0
votes

I have a CSV file containing data as follows-

date, group, integer_value

The date starts from 01-January-2013 to 31-October-2015 for the 20 groups contained in the data.

I want to create a time series for the 20 different groups. But the dates are not continuous and have sporadic gaps in it, hence-

group4series <- ts(group4, frequency = 365.25, start = c(2013,1,1))

works from programming point of view but is not correct due to gaps in data.
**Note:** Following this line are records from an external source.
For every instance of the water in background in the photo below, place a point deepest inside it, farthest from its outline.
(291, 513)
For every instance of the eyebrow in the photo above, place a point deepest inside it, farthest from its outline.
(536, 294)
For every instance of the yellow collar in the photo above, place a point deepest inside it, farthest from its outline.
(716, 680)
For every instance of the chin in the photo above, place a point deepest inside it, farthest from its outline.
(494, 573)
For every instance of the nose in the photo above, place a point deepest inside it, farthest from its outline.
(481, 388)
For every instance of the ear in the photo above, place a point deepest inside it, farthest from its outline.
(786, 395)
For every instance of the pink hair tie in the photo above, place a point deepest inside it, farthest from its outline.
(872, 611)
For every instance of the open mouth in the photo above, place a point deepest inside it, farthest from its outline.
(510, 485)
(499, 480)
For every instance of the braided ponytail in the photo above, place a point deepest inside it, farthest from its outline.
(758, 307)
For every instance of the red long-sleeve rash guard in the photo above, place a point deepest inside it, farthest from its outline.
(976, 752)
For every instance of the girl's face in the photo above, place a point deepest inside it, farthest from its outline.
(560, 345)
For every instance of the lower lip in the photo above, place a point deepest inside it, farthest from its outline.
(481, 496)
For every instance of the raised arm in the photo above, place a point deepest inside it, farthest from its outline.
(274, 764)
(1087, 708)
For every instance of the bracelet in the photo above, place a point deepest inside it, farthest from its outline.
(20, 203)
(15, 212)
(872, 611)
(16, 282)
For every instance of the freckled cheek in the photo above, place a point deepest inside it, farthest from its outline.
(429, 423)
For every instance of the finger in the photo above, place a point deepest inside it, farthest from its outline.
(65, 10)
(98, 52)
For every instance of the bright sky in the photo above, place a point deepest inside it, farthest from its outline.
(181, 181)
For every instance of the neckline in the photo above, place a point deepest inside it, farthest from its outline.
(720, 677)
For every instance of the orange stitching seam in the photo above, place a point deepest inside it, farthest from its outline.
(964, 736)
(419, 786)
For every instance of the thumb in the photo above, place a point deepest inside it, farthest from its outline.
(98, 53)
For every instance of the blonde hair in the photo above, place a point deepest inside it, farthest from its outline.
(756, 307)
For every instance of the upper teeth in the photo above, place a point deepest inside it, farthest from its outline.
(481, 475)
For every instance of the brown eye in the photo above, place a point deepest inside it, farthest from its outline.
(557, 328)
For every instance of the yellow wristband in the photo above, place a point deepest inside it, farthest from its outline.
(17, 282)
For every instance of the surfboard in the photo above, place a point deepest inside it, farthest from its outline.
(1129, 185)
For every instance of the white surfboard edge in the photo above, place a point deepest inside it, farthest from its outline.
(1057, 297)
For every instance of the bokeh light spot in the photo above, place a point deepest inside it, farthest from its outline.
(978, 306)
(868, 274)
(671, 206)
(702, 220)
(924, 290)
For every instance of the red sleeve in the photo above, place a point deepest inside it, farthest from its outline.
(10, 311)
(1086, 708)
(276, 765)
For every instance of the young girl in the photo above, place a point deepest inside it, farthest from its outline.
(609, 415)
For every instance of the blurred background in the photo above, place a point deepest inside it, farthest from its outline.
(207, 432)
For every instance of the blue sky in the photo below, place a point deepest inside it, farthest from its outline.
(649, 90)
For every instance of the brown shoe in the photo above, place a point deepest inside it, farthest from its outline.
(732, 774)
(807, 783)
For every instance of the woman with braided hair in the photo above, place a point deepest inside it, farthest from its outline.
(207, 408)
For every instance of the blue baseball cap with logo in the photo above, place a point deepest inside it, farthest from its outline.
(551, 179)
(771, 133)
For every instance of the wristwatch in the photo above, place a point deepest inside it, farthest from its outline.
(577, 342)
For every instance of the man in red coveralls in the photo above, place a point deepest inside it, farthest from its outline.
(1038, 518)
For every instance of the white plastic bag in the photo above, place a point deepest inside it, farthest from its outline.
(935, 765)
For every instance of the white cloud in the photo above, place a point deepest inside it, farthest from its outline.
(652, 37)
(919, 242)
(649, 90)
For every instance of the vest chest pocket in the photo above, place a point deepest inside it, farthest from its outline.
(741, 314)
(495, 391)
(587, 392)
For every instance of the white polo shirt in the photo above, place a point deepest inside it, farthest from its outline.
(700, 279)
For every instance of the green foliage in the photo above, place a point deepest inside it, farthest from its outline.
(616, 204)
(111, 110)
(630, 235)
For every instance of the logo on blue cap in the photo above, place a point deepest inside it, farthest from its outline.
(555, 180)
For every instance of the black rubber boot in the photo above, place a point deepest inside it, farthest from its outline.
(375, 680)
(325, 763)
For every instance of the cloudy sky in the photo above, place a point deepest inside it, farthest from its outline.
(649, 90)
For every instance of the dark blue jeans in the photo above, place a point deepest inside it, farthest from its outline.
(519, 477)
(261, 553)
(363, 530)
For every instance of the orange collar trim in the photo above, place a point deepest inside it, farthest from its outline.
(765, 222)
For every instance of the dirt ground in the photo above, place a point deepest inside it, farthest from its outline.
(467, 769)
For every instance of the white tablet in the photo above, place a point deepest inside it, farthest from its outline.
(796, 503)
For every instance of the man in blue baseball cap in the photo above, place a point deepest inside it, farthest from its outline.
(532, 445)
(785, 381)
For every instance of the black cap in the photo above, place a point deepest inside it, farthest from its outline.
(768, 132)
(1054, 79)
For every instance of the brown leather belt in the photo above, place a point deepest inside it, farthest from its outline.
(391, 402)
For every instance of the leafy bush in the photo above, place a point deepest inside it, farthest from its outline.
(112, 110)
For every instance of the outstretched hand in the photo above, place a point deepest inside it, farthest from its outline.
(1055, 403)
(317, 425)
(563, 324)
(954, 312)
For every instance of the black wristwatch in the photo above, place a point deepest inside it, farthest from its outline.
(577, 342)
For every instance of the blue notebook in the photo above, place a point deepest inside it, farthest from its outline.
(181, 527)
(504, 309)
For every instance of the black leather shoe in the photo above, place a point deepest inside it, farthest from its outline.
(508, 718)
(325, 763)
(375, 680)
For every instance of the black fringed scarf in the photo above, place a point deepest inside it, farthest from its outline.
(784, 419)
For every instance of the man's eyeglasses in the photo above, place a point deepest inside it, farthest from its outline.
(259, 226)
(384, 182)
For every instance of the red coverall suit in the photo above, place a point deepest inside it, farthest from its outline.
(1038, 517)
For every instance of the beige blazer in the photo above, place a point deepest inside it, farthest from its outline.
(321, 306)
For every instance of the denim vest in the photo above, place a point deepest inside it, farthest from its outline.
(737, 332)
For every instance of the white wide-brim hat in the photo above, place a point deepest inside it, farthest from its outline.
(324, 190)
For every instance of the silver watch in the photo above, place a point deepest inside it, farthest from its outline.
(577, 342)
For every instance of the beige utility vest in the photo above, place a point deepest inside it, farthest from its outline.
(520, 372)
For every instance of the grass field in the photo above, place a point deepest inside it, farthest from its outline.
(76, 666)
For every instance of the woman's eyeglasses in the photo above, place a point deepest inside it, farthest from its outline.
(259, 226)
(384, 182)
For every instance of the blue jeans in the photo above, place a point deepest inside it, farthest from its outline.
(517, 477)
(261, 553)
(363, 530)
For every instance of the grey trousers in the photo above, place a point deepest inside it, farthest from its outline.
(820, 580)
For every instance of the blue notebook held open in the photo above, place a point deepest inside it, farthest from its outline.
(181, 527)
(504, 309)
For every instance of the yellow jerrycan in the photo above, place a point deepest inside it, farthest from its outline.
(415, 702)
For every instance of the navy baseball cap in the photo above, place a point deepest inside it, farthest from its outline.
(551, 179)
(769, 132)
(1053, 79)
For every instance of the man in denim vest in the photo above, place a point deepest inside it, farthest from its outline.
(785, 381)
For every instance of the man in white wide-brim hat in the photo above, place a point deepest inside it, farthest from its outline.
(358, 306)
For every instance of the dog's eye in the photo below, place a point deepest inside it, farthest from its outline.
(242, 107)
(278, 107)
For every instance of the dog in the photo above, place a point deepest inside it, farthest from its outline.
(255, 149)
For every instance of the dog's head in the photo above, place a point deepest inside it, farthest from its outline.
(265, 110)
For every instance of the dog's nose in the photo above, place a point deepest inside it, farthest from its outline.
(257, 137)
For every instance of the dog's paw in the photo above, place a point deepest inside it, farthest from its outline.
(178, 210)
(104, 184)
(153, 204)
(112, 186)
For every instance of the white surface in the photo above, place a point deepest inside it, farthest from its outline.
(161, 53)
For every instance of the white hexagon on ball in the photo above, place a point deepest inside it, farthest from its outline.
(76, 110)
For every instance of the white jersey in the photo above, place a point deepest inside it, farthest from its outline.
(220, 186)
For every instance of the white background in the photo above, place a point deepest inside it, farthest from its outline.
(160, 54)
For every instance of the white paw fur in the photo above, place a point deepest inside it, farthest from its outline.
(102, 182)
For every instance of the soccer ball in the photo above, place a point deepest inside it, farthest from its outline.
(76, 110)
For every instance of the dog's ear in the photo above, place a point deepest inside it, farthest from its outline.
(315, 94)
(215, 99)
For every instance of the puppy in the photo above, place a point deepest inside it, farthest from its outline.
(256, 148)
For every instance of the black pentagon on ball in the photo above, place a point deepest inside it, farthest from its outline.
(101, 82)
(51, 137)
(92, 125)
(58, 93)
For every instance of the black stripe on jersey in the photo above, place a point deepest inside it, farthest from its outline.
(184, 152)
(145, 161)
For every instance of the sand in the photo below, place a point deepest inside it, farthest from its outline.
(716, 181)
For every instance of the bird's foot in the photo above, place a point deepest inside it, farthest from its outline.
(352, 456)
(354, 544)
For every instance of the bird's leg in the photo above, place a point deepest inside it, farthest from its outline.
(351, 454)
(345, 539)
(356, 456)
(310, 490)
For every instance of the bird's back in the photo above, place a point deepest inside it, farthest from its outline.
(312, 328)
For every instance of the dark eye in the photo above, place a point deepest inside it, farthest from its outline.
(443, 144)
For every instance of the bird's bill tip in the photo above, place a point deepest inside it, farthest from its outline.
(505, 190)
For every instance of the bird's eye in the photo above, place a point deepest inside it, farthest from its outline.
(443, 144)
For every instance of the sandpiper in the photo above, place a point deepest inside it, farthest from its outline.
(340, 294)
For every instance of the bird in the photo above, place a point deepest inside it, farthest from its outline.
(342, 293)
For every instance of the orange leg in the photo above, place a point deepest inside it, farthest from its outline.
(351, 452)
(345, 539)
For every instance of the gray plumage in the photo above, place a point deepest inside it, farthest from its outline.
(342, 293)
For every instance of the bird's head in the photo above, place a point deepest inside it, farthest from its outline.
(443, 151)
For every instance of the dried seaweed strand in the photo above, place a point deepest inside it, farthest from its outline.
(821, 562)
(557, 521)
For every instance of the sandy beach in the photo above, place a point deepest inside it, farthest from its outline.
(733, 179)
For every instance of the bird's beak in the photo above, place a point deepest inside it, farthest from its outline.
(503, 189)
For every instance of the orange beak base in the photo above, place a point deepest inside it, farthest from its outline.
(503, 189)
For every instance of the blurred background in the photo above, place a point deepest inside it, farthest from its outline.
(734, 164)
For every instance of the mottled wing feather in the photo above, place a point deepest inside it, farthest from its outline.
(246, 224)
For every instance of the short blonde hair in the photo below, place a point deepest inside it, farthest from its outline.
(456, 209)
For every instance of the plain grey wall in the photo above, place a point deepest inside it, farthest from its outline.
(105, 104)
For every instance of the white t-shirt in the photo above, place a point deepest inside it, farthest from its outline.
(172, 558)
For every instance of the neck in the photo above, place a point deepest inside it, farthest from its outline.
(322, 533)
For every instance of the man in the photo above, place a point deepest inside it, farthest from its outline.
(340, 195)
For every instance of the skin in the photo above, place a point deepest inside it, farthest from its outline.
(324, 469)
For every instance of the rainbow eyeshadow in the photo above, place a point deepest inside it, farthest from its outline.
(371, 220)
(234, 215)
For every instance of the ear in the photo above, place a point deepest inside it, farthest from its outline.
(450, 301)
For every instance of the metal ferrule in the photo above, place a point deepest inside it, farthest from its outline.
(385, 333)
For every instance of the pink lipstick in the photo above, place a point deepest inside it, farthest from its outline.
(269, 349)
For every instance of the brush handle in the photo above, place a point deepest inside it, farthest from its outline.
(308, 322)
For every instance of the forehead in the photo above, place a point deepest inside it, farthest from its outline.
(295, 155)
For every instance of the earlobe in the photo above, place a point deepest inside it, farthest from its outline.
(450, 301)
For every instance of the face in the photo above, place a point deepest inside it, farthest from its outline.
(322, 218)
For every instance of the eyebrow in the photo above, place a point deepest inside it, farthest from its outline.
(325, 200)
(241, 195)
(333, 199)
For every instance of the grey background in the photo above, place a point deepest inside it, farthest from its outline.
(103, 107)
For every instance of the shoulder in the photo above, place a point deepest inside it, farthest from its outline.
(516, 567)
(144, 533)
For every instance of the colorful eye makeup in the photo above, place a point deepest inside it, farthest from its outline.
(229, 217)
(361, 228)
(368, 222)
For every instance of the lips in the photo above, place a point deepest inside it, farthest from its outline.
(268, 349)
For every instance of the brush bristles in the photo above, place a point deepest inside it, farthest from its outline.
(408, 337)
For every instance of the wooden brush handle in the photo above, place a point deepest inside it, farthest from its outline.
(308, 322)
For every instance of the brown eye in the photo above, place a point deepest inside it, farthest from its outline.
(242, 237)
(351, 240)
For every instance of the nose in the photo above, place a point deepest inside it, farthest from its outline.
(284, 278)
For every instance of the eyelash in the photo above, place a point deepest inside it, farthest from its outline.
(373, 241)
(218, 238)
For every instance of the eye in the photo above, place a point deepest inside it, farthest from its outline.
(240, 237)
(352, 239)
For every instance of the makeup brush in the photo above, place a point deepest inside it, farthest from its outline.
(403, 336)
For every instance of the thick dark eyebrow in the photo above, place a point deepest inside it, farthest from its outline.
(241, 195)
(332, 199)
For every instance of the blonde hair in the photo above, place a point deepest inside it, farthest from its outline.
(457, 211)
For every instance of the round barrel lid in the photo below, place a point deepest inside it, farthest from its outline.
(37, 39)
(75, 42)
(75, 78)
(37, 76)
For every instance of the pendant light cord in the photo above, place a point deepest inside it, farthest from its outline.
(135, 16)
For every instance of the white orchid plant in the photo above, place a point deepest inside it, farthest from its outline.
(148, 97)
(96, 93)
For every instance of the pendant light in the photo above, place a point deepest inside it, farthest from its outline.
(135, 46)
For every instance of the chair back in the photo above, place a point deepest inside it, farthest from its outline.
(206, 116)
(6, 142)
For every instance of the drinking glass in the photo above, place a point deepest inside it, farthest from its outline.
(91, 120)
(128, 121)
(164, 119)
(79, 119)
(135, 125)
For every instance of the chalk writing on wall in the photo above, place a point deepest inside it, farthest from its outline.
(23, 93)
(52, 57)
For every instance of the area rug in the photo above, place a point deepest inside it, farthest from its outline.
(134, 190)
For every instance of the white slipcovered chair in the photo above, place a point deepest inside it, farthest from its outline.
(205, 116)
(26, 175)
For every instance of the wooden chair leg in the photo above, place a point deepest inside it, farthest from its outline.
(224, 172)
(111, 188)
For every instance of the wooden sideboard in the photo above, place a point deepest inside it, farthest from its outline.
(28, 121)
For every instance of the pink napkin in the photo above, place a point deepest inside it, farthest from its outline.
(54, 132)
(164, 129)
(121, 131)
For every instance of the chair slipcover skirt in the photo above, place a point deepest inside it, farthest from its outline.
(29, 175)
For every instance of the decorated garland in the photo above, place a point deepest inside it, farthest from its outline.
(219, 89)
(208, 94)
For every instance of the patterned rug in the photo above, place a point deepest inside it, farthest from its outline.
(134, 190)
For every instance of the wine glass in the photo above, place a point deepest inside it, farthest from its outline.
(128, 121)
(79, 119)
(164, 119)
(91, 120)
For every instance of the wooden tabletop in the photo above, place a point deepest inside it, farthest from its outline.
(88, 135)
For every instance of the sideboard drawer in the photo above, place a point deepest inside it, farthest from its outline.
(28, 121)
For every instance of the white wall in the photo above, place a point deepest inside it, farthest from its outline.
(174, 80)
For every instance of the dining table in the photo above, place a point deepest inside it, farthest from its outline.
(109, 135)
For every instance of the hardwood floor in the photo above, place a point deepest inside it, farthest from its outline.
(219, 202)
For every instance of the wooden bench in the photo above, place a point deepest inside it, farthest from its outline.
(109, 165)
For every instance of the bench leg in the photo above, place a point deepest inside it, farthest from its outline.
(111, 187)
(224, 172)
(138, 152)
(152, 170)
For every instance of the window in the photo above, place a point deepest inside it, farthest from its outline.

How can I use the 'date' column of the data to create the time series instead of the usual 'frequency' parameter of 'ts()' function?

Thanks!

1
Please post a representative sample of your data with dput. - Maurits Evers

1 Answers

2
votes

You could use zoo::zoo instead of ts.

Since you don't provide sample data, let's generate daily data, and remove some days to introduce "gaps".

set.seed(2018)
dates <- seq(as.Date("2015/12/01"), as.Date("2016/07/01"), by = "1 day")
dates <- dates[sample(length(dates), 100)]

We construct a sample data.frame

df <- data.frame(
    dates = dates,
    val = cumsum(runif(length(dates))))

To turn df into a zoo timeseries, you can do the following

library(zoo)
ts <- with(df, zoo(val, dates))

Let's plot the timeseries

plot.zoo(ts)

enter image description here